Tiefenbach T, Junop M - Nucleic Acids Res. (2011)

Bottom Line: Here we present biochemical and genetic evidence to suggest that Pso2 is a robust DNA hairpin opening nuclease in budding yeast.In this study, we characterized the nuclease activity of Pso2 toward a variety of DNA substrates.Unexpectedly, Pso2 was found to be an efficient, structure-specific DNA hairpin opening endonuclease.

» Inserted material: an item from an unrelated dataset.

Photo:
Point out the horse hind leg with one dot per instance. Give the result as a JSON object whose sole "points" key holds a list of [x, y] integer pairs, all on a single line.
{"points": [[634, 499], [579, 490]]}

View Article: PubMed Central - PubMed

Affiliation: Department of Biochemistry and Biomedical Sciences, McMaster University, Hamilton, Ontario L8N 3Z5, Canada.

ABSTRACT
Many types of DNA structures are generated in response to DNA damage, repair and recombination that require processing via specialized nucleases. DNA hairpins represent one such class of structures formed during V(D)J recombination, palindrome extrusion, DNA transposition and some types of double-strand breaks. Here we present biochemical and genetic evidence to suggest that Pso2 is a robust DNA hairpin opening nuclease in budding yeast. Pso2 (SNM1A in mammals) belongs to a small group of proteins thought to function predominantly during interstrand crosslink (ICL) repair. In this study, we characterized the nuclease activity of Pso2 toward a variety of DNA substrates. Unexpectedly, Pso2 was found to be an efficient, structure-specific DNA hairpin opening endonuclease. This activity was further shown to be required in vivo for repair of chromosomal breaks harboring closed hairpin ends. These findings provide the first evidence that Pso2 may function outside ICL repair and open the possibility that Pso2 may function at least in part during ICL repair by processing DNA intermediates including DNA hairpins or hairpin-like structures.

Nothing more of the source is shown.